For the King is without an heir, a strangely weak man whose only joy in life seems to be an exotic menagerie of animals. His courtiers run Chalion for him, and do a poor job. The princess is needed, and her tutor accompanies her to the capital -- a place of treachery and hope, of momentous events, complex plots, and even a few miracles. Literal miracles. Without quite meaning to, all of Chalion's history comes to rest on the scarred shoulders of Cazaril. For it is he discovers the terrible curse laid upon the royal bloodline that twists and corrupts all their efforts to rule well. We, like him, learn the history of that curse -- how it came to be, what its consequences have been, the heart-shredding efforts to lift it before now. And the terrifying words, spoken by a Goddess, of what is needed to end the curse once and for all.
I half-figured out what her words meant before Cazaril did. One can understand why, since he was on the "inside" as it were. And he's distracted by...well, so very much.

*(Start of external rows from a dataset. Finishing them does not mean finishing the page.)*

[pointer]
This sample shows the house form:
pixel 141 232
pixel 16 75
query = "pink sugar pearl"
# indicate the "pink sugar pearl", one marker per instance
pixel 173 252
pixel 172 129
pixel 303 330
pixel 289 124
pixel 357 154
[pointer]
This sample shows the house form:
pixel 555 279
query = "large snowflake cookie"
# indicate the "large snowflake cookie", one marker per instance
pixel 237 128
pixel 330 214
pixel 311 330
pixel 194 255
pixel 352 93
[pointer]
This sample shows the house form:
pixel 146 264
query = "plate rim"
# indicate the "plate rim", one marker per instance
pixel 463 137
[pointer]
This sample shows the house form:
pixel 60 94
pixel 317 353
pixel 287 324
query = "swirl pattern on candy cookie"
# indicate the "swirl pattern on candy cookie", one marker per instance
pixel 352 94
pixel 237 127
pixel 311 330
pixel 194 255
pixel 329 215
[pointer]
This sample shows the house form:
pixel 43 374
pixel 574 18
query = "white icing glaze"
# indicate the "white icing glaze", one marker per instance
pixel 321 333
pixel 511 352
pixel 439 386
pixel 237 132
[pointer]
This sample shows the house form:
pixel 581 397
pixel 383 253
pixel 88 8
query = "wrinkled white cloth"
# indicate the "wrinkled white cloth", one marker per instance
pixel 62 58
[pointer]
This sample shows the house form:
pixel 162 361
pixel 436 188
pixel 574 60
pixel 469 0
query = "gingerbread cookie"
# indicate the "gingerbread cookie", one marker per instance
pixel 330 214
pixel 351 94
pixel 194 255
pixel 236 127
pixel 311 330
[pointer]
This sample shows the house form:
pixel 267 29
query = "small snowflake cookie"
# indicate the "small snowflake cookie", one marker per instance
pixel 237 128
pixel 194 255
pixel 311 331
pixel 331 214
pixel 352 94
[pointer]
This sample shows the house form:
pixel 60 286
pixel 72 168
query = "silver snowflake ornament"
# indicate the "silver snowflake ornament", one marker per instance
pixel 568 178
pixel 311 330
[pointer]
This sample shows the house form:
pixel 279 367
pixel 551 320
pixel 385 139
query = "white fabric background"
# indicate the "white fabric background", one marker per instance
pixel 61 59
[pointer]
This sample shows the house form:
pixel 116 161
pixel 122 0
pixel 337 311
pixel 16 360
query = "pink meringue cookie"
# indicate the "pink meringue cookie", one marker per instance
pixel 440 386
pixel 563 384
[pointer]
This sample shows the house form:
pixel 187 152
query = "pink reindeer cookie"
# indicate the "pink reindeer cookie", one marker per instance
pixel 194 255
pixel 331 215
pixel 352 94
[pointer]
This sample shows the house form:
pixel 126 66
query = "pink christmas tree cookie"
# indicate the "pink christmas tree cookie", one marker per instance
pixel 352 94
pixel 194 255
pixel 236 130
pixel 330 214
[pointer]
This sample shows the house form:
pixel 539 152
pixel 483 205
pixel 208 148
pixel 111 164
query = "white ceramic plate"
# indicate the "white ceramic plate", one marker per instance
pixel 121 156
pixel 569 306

Honestly, reviews that spoil the endings or major plot twists of books seem a cheat to me, so this one won't do that. Suffice to say, the characters are real and interesting. The background feels genuine, including all the hints of what has happened/is going on "off stage." Meanwhile, the plot itself grips and teases and tantalizes, then moves one to tears. It does me, anyway. But then, I'm a softie. And I'm pleased this novel avoids a lot of fantasy cliches in favor of a realistic flavor. No berobed wizards issuing cryptic lore (a Saint or two, bewildered and sharing what little they know). No nation of horse-lords (but a kingdom by the sea that does have a marine "feel" to it). A surprisingly tolerant social structure in some ways, but justified and not taken to the point where it no longer seems like a feudal world. No guilds of amazonian warriors, for example, or secret society of thieves. No elves or anything like them. Magic, but nothing easy or without limit.
And at its heart, a hero. Not a great warrior (although he seems to have been an excellent officer) nor heir to a throne. He does not fulfill an ancient prophecy about defeating a Dark Lord. The Dark Lord he struggles against is simply a greedy and clever nobleman, a symptom of a greater problem. He does not save the day by skill, but by his courage and his will. At one point, faced with the prospect of being Chosen By The Gods, our hero Cazaril asks a Saint what he should do. The Saint's answer--do your job as you would anyway--proves the key. Rather like Harry Potter in that way. What defeats evil and makes way for healing is courage, compassion, a minimum of greed coupled with a loyalty of pure steel.
Like our own world, when you really think about it.